Je ne sais pas qui a informé la presse de cette manière-là. La réalité est que le Gabon avait signé un programme d'appui avec le Fonds. Sur les sept objectifs poursuivis, un seul était à peu près atteint : réduire la demande de financement extérieur. Ce programme qui était mal parti, nous avons décidé de le laisser mourir et d'engager de nouvelles discussions avec le fonds. Nous étions à Marrakech aux assemblées annuelles du FMI et de la Banque mondiale et le nouveau gouvernement a reçu un accueil cordial de la part des institutions financières internationales. Nous avons également reçu au Gabon une mission de la Banque mondiale, qui ne serait pas venue si la situation était si compromise pour l'avenir. Je pense que les institutions financières internationales se rendent bien compte que cette fois-ci, elles ont affaire à un gouvernement de gens sérieux, qui a envie d'aider à rétablir la situation du pays.

Parmi les réformes qui ont été entamées, celle de la bancarisation des agents publics crée des inquiétudes...

Je paye 105 000 agents publics, (dont) 101 000 d'entre eux sont bancarisés. Donc la question concerne exactement 4 100 agents publics. Que ces gens-là soient inquiets, ça me paraît tout à fait normal. Mais je dois vous préciser que sur ces 4 100 qui sont concernés, 3900 vivent dans la zone de Libreville. Donc, ils ont des banques à proximité. Il resterait quelques centaines pour lesquelles, bien sûr, le ministère dont j'ai la charge cherche des solutions.
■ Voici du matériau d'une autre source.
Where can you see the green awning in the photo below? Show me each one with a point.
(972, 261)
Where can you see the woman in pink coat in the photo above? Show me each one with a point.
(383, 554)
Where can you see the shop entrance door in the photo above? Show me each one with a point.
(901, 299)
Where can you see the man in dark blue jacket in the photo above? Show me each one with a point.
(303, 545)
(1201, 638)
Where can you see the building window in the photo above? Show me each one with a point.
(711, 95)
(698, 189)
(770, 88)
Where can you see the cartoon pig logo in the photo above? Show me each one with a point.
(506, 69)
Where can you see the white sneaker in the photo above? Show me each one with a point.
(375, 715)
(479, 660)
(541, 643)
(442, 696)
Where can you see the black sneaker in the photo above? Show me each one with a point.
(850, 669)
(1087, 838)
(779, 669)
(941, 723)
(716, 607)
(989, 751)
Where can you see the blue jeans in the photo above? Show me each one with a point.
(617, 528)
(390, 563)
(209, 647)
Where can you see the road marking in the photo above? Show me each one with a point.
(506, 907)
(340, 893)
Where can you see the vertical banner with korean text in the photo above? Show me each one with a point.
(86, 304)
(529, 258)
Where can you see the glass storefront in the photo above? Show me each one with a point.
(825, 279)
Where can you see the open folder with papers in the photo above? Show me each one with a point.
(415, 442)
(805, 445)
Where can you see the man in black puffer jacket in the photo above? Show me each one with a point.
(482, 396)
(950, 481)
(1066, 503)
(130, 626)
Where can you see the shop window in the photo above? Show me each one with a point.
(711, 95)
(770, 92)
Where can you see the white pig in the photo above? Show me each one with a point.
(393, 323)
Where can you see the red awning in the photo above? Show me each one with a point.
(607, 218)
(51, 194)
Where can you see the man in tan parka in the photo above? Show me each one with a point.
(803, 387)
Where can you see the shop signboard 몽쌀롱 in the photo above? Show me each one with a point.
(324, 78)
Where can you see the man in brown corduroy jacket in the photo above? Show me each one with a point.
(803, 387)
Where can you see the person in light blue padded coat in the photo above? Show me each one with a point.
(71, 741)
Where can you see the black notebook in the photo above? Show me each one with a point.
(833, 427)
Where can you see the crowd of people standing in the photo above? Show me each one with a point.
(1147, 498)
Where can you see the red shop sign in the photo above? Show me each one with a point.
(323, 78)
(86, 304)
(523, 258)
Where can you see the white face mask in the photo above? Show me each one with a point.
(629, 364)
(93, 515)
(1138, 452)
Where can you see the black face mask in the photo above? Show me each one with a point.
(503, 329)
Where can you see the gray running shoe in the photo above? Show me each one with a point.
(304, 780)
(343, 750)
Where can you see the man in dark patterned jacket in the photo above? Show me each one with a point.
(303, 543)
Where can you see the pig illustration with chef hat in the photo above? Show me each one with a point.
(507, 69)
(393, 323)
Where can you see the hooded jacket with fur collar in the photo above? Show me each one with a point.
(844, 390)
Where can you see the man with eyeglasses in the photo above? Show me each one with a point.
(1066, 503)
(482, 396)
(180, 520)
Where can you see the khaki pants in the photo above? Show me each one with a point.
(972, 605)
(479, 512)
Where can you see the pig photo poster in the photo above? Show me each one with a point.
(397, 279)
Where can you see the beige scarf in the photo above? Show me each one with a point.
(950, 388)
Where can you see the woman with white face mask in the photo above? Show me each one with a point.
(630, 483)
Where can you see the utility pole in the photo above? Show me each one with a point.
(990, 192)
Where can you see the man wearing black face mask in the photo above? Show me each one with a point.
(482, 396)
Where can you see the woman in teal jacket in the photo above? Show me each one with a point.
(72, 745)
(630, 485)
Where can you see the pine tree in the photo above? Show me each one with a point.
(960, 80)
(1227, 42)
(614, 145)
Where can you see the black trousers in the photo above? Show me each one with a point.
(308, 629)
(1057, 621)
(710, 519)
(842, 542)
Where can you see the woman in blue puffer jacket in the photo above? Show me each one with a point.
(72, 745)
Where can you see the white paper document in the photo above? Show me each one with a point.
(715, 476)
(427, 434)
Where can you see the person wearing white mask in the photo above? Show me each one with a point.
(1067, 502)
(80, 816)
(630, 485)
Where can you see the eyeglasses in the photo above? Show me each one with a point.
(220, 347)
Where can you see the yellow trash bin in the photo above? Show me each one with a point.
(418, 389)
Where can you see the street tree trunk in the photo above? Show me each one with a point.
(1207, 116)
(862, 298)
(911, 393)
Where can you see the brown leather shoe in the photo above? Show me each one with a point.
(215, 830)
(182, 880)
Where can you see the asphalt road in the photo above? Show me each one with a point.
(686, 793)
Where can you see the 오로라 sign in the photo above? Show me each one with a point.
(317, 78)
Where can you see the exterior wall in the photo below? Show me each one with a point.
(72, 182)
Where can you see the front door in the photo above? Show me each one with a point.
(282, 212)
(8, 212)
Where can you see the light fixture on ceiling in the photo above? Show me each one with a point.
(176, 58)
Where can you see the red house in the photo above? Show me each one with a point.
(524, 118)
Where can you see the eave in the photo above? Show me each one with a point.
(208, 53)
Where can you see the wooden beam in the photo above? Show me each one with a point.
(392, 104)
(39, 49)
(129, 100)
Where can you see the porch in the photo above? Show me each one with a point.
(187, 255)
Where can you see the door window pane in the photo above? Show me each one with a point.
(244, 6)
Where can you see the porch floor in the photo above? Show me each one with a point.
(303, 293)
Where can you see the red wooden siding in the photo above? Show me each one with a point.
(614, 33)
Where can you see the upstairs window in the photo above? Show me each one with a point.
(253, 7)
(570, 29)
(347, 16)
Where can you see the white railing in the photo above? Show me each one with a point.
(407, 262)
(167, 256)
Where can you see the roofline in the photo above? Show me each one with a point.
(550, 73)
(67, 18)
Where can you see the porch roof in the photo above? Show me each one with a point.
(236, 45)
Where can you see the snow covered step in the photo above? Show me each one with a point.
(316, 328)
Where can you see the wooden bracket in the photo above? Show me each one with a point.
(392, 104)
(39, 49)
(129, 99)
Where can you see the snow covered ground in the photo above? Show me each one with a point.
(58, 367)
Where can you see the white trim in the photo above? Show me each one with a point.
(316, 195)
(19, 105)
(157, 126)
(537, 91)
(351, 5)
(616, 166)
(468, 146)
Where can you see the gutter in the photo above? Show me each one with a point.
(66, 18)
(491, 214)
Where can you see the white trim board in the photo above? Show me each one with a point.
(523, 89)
L'autre aspect de cette bancarisation concerne les retraités. Là, c'est vrai que j'ai un souci. J'ai 27 000 retraités qui reçoivent leurs pensions et 1/3 d'entre eux ne sont pas bancarisés. Mais il faut savoir que l'obligation de bancarisation pour ce qui concerne les retraités ne concerne que ceux qui touchent plus de 150 000 francs CFA de retraite. Compte tenu de l'état des pensions aujourd'hui, ça réduit la difficulté. Mais mon ministère étudie aussi des solutions, notamment avec les opérateurs de téléphonie mobile. Nous sommes en train de parler avec elles, dans l'intérêt de ces agents, pour faire en sorte que le coût ne soit pas trop élevé pour eux. Que ces gens-là soient inquiets, ça me paraît tout à fait normal, mais la bancarisation, ce n'est pas une punition. Être bancarisé, cela présente tellement d'avantages. La sécurité des revenus que l'on reçoit, l'accès aux crédits bancaires, aux instruments financiers, à des possibilités de financer ces projets.